Acelity makes wound-care products, such as dressings and negative-pressure pumps that aim to help heal ulcers, burns, cuts, and gashes that can be anything from serious to small. 3M plans to incorporate San Antonio-based Acelity into its medical solutions business, which sells health care products like dressings, sterilization tools, medical tapes, and more.
While 3M is better known for its Post-it or Ace brand products, it has business interests in a wide variety of industries, from transportation to electronics to energy. The company had almost $32.7 billion in net sales company wide in 2018, including $3 billion from the medical solutions business.
CEO Michael Roman foreshadowed the acquisition earlier this week by telling Bloomberg his company would be taking aggressive actions after its performance during the first quarter sent its stock tumbling during the last week of April. The company attributed the decline to softening in the automotive and electronics markets, as well as in China.

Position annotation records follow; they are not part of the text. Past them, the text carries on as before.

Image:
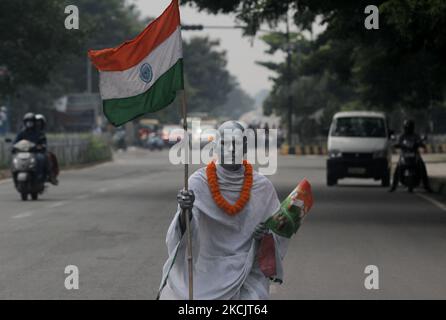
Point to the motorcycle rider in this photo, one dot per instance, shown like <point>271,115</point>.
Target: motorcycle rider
<point>52,167</point>
<point>409,134</point>
<point>30,133</point>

After news of the acquisition broke Thursday morning, 3M’s stock sank to $185.39 per share as of 11 a.m. in New York, down 65 cents from yesterday’s close. That’s down from its annual high of $219.08 per share it hit on April 25 prior to the difficult earnings report.
“Health care for us has been a strong growth marketplace and portfolio, so we’ve been investing in a broader range of technologies,” Roman said on a conference call after announcing the deal, according to Bloomberg. “Advanced wound care has been one of our priority growth platforms.”

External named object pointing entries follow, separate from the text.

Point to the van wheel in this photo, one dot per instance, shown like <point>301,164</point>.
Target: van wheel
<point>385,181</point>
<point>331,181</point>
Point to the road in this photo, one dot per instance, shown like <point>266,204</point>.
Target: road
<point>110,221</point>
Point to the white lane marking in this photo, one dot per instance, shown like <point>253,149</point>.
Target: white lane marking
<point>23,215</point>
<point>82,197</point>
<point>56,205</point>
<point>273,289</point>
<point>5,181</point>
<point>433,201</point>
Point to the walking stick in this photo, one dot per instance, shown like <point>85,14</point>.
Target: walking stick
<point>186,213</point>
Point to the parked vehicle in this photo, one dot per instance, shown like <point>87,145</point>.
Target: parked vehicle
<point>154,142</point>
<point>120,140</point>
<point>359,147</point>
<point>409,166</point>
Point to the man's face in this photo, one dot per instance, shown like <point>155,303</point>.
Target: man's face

Acelity made some big moves while under private equity ownership, including the rebranding from Kinetic Concepts in 2014. In December 2016, it announced it was selling a business unit called LifeCell to Dublin-based biopharmaceutical company Allergan for $2.9 billion. LifeCell sells a bevy of products used to help damaged human tissue repair or regrow.
Acelity was founded in 1976 and has been taken public twice previously, once in 1988 and again in 2004. (It was taken private in 1997, according to the San Antonio Express-News.) The company had considered an initial public offering in 2016.
As of December 31, Acelity had almost $1.5 billion in total revenue and $441 million in adjusted earnings before interest, taxes, depreciation, and amortization. Its total debt dropped by about $2.4 billion from 2016 to 2017, after the LifeCell sale.